It is proposed to introduce a new provision in the Income-tax Act to provide for tax deduction at source at the rate of five per cent. by an individual or HUF, other than those whose books of account are required to be audited, while making payment of rent of an amount exceeding Rs. 50,000 per month. It is also proposed to provide that such tax shall be deducted and deposited only once in a financial year through a challan cum-statement. Further, the deductor shall not be required to obtain TAN or file any separate TDS return for this purpose.
Under the current laws, Individuals and HUF (other than those liable for tax audit) were out of the scope of section 194-I of the Act which required deduction of tax at source when rents were paid in excess of Rs.1,80,000.00. The government today introduced a new section 194-IB which comes to effect from the 1st June, 2017 has brought these individuals and HUF payments under the rule.
So while anyone other than Individuals and HUF deducted TDS while making rent payments (any payment, by whatever name called, under any lease, sub-lease, tenancy or any other agreement or arrangement for the use of any land or building or both), Individuals and HUF were exempted from doing so under the law. Now both the parties (Individuals and HUF) will be responsible to deduct a tax at source of 5% of the rent collected if the monthly payment to another resident exceeds Rs. 50,000/-.

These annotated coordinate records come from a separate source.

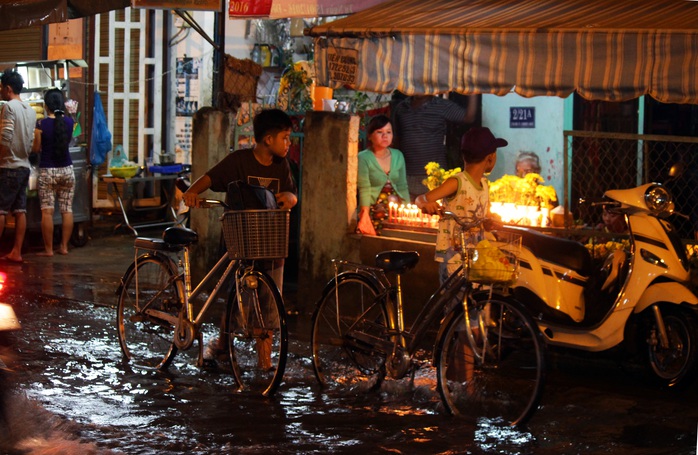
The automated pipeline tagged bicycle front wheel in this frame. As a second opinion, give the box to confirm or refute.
[310,273,386,387]
[436,299,546,426]
[226,270,288,396]
[117,254,184,368]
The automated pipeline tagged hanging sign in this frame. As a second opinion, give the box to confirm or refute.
[228,0,271,18]
[131,0,218,12]
[228,0,386,19]
[509,107,536,128]
[327,47,359,86]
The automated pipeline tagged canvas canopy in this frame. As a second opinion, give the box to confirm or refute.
[0,0,131,30]
[308,0,698,104]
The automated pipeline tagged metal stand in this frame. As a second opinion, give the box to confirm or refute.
[102,174,177,236]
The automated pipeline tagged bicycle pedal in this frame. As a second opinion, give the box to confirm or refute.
[199,359,218,370]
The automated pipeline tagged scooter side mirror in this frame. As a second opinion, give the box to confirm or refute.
[669,161,686,180]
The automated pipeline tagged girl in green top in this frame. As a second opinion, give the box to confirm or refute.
[356,115,409,235]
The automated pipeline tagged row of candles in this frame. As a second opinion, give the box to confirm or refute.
[490,202,550,227]
[388,202,550,228]
[388,202,439,228]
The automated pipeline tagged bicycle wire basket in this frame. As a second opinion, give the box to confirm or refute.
[465,231,521,284]
[221,209,290,259]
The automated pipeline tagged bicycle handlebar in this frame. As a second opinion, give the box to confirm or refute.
[199,199,230,210]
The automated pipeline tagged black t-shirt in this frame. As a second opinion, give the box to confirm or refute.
[206,149,297,194]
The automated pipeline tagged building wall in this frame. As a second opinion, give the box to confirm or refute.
[482,93,565,200]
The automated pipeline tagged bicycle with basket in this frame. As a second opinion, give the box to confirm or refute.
[311,212,546,425]
[117,194,289,396]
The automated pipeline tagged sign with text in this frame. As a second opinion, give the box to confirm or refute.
[327,47,359,86]
[131,0,220,12]
[509,107,536,128]
[228,0,271,18]
[228,0,385,19]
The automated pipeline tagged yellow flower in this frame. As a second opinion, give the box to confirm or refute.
[490,173,557,208]
[422,161,461,191]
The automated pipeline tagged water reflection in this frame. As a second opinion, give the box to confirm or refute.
[0,297,698,455]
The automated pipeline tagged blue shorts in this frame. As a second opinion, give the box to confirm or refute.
[0,167,29,215]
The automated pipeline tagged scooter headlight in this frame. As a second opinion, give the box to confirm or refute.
[645,185,674,215]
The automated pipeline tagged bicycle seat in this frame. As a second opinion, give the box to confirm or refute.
[162,226,199,246]
[376,250,419,275]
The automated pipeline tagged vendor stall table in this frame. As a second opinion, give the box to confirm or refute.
[101,174,177,236]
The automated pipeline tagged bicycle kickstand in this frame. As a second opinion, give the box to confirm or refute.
[196,333,204,368]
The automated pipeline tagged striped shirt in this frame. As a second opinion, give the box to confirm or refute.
[393,96,467,176]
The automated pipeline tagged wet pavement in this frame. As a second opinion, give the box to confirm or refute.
[0,219,698,455]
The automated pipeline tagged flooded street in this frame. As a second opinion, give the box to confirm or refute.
[0,233,698,455]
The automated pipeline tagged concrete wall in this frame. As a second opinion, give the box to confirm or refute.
[298,111,439,323]
[191,107,235,282]
[482,93,565,197]
[298,111,359,310]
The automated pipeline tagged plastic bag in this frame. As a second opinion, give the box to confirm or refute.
[225,180,279,210]
[90,92,111,166]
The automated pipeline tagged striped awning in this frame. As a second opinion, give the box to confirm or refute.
[309,0,698,104]
[0,0,131,31]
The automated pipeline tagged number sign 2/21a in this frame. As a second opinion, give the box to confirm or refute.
[509,107,536,128]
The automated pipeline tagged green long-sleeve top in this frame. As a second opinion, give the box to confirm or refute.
[357,148,410,207]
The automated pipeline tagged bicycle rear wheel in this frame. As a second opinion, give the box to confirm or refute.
[117,254,184,368]
[225,270,288,396]
[310,273,392,387]
[436,299,546,426]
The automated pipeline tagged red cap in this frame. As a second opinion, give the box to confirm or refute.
[460,126,509,160]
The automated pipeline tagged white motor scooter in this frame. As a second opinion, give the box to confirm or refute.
[494,183,698,386]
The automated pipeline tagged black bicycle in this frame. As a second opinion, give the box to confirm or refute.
[311,213,546,425]
[116,199,289,396]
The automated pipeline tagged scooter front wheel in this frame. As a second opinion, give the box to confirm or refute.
[643,305,698,387]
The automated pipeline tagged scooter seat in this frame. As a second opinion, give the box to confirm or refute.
[503,226,593,276]
[376,250,419,275]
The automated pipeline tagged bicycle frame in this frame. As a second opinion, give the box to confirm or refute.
[332,260,467,376]
[135,248,240,336]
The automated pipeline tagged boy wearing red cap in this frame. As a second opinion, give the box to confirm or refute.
[415,127,508,282]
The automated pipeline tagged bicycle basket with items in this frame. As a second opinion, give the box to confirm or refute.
[221,181,290,259]
[221,209,291,259]
[465,232,521,284]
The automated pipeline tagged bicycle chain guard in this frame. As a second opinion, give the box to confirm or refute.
[174,318,196,350]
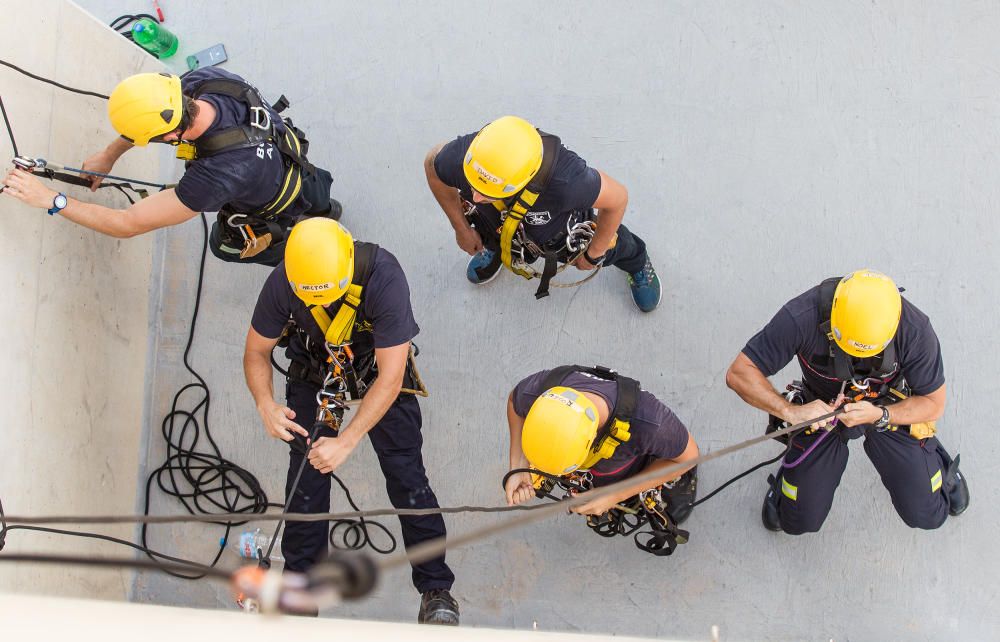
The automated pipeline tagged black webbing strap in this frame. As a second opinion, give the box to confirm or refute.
[542,365,641,444]
[535,252,559,299]
[632,518,690,557]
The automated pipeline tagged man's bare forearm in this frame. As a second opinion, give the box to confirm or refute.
[104,136,133,160]
[59,198,138,239]
[726,352,791,418]
[338,376,402,444]
[424,145,469,230]
[889,395,944,426]
[243,352,274,408]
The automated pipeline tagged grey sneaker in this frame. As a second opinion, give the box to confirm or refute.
[417,589,458,626]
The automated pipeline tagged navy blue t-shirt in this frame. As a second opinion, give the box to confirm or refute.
[176,67,309,216]
[743,285,944,401]
[434,132,601,245]
[250,242,420,360]
[513,370,689,486]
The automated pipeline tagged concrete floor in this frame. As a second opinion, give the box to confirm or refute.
[74,0,1000,640]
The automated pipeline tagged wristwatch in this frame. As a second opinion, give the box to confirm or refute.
[583,248,608,265]
[872,406,889,430]
[49,192,69,216]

The amount so deducted shall be deposited only once a year through a challan cum statement without the payee being obliged to obtain a TAN or file any separate TDS return for this purpose.
Individuals currently paying a rent of more than Rs. 100,000/- a year require submission of the landlord’s PAN details to their employer. While this is only a regulatory requirement, active compliance is still not air tight.
With this new rule, the frequency of TDS deductions and payments (compared to current process) reduces the pain of making multiple TDS deductions and submissions every quarter as the rule requires a single payment deduction to be made only in the last month of the year. Also since the requirement of TAN details is eliminated and the onus gets transferred from the payee to the payer, a higher compliance can be ensured.
To get around this rule, all lords receiving rent payments may start breaking down these payments into multiple separate agreements to make sure the fixed rental component that is earned in the form of rent can be capped to Rs. 50,000/- while anything excess can be put up as maintenance expenses/ income which circumvents the rule which says rent of more than Rs. 50,000/- in a month.
But given the simple compliance offered, it makes a lot more sense to show the amount without resorting to tricks which can boomerang badly. But once again, the government has transferred the responsibility of collecting the tax from itself to the receiver.